I fucking love death, thrash, and black metal... and all the subgenres, fuck labels. Anybody with me? I only ever get a chance to play acoustic shit, so i play blues and folk w/metal influence.... anybody out there who gets this?


----------



## Matt Derrick

I fucking Love metal. I need to find some new bands to listen to tho


----------



## L Intrepid

Anyone listen to Dream Theater? They aren't exactly hardcore, not in the least, but they're prog metal albums are fucking awesome.


----------



## Matt Derrick

hmm, im pretty anti-prog and nu metal myself.


----------



## benjysirois

Matt Derrick said:


> hmm, im pretty anti-prog and nu metal myself.





enocifer said:


> I fucking love death, thrash, and black metal... and all the subgenres, fuck labels. Anybody with me? I only ever get a chance to play acoustic shit, so i play blues and folk w/metal influence.... anybody out there who gets this?



I love these guys. By far the most insane pit I was ever in.


----------



## enocifer

Personally I can't stand Dream Theater. I don't like power metal. I do like progressive death metal, like Opeth & Ihsahn. The black metal I like includes Belphagor, Behemoth, & Abigail Williams. For thrash, I dig Havok, old-school Metallica & Megadeth, Witchery (yeah, they got death vocals, but their instrumental is straight thrash), Max Cavalera-era Sepultura. Christian Death did a side project that was metal, you've probably heard them if you're into old-school goth at all. The Lover of Sin album is pretty sick, a female vocalist over black/thrash instrumental. Dark shit. And then there's Acid Bath, who are fucking amazing and only ever put out two albums, then their bassist died & they broke up, & Sammy (the guitarist) went to Goatwhore while Dax Riggs (the vocalist) continued to do his own solo thing, really bluesy goth stuff which is actually pretty good. But none of it comes close to what they accomplished with Acid Bath. My favorite metal video of all time is from Behemoth, though, a blackened death metal band:


----------



## dickindixie666

i listen to hank 3.... alot of the normal folk punk and shit people make fun of like emmure and suicide silence the typical deathcore shit


----------



## enocifer

There's some good deathcore. Suicide Silence is good, and I like Carnifex and Whitechapel. I don't know why it gets so much hate online.... I like hardcore, and I like death metal, so why can't I like deathcore? Admittedly there are some shitty bands, but that's true of every genre.


----------



## dickindixie666

yea it does get a lot of hate


----------



## enocifer

Fuck the hate. What sounds good, sounds good.

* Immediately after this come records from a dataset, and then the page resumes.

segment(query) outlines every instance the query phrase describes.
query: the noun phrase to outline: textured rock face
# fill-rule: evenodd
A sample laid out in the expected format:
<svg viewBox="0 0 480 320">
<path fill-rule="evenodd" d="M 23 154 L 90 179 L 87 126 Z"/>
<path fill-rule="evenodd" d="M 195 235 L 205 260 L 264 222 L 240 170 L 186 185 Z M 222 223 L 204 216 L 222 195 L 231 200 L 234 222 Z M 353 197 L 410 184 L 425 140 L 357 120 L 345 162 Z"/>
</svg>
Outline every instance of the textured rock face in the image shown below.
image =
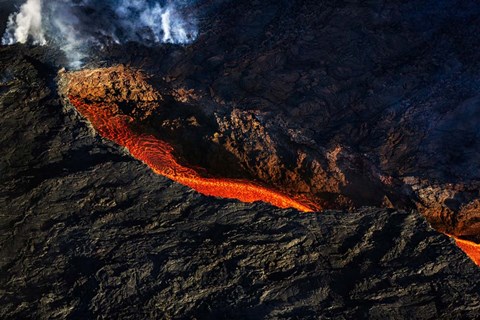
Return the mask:
<svg viewBox="0 0 480 320">
<path fill-rule="evenodd" d="M 136 120 L 148 118 L 163 102 L 162 96 L 149 85 L 145 76 L 122 65 L 103 72 L 86 71 L 65 76 L 71 82 L 68 94 L 91 103 L 112 105 L 116 113 L 128 114 Z"/>
<path fill-rule="evenodd" d="M 198 195 L 62 107 L 52 57 L 2 48 L 0 317 L 474 319 L 480 273 L 420 215 Z M 43 62 L 42 62 L 43 61 Z"/>
</svg>

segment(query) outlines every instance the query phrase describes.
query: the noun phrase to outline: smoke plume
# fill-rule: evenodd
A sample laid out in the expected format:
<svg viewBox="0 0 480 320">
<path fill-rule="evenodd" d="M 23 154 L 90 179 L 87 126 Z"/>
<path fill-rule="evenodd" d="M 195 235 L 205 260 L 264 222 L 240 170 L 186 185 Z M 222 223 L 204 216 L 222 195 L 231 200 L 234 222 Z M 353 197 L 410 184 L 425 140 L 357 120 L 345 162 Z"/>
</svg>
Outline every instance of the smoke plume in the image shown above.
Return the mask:
<svg viewBox="0 0 480 320">
<path fill-rule="evenodd" d="M 187 0 L 27 0 L 9 17 L 2 44 L 60 47 L 79 67 L 92 50 L 138 42 L 188 44 L 197 28 Z"/>
<path fill-rule="evenodd" d="M 31 37 L 34 44 L 45 45 L 41 11 L 41 0 L 28 0 L 18 13 L 10 15 L 2 44 L 26 43 Z"/>
</svg>

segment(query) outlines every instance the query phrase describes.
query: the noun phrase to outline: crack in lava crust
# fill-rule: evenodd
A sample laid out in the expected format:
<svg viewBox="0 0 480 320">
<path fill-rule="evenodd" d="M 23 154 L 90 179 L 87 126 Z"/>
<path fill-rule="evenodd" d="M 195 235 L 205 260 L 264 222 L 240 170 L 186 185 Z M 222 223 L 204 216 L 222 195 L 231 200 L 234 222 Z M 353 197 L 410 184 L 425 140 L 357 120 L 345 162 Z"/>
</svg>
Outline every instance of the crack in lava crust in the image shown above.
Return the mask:
<svg viewBox="0 0 480 320">
<path fill-rule="evenodd" d="M 132 129 L 132 117 L 119 115 L 115 107 L 109 104 L 87 104 L 71 95 L 68 98 L 102 137 L 126 147 L 133 157 L 143 161 L 157 174 L 208 196 L 238 199 L 243 202 L 263 201 L 279 208 L 313 211 L 313 208 L 300 201 L 250 181 L 202 177 L 195 170 L 179 164 L 172 154 L 172 146 L 167 142 L 152 135 L 135 132 Z"/>
</svg>

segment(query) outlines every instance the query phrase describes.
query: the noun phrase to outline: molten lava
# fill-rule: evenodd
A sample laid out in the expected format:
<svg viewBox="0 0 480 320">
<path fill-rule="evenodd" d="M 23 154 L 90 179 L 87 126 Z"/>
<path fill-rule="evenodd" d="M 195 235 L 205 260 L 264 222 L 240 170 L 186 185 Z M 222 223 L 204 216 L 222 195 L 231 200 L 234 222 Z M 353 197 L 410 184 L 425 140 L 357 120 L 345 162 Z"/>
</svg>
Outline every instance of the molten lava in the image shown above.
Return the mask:
<svg viewBox="0 0 480 320">
<path fill-rule="evenodd" d="M 316 204 L 295 199 L 272 188 L 248 180 L 207 176 L 203 173 L 205 170 L 196 170 L 177 161 L 171 144 L 138 128 L 138 121 L 148 118 L 163 101 L 142 73 L 117 66 L 64 74 L 64 80 L 70 103 L 98 133 L 126 147 L 133 157 L 143 161 L 155 173 L 208 196 L 243 202 L 263 201 L 279 208 L 295 208 L 304 212 L 319 209 Z M 135 106 L 128 114 L 120 108 L 125 103 Z M 451 237 L 480 266 L 480 244 Z"/>
<path fill-rule="evenodd" d="M 462 249 L 463 252 L 465 252 L 467 256 L 477 264 L 477 266 L 480 266 L 480 244 L 455 237 L 453 238 L 455 239 L 457 246 Z"/>
<path fill-rule="evenodd" d="M 86 99 L 87 103 L 74 95 L 69 95 L 69 100 L 102 137 L 126 147 L 133 157 L 143 161 L 154 172 L 204 195 L 233 198 L 243 202 L 264 201 L 279 208 L 313 211 L 309 205 L 250 181 L 202 177 L 194 169 L 178 163 L 173 155 L 173 147 L 167 142 L 133 130 L 134 118 L 121 114 L 115 103 L 92 103 L 90 99 Z"/>
</svg>

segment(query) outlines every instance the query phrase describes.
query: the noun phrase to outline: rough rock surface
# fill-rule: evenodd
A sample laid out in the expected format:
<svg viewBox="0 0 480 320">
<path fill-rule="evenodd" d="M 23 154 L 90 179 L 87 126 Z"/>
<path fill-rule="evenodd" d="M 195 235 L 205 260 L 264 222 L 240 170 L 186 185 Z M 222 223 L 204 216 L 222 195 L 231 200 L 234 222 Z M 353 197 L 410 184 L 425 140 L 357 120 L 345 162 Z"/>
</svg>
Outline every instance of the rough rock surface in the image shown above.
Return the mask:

That is my Goddamn analysis of all the fucking genres and subgenres for the evening. ::wtf::


----------



## enocifer

benjysirois said:


> I love these guys. By far the most insane pit I was ever in.





I fuckin' like it.


----------



## dickindixie666

damn lol i used to listen to norma jean forgot about them didnt know he had a new band good shit


----------



## pigpen

I just found out about these guys the other day, they're pretty fucking sweet. Apparently they're no longer active but they were called Caustic, from Esbjerg Denmark.


----------



## enocifer

pigpen said:


> I just found out about these guys the other day, they're pretty fucking sweet. Apparently they're no longer active but they were called Caustic, from Esbjerg Denmark.



Sounds good.


----------



## DuHastMich

I'm pretty flexible when it comes to my choice of anger management music. For breakfast, I love me some Cannibal Corpse, maybe sprinkle my fucking eggs with some King Diamond....for lunch, I tend to tone down a little bit, so some Mercyful Fate or Manowar usually give me enough power to get through until supper.

I usually end my day with Type O Negative, Hammerfall, Armored Saint or some Exciter. Perhaps even toss in some Jag Panzer when the neighbors get on my nerves.


----------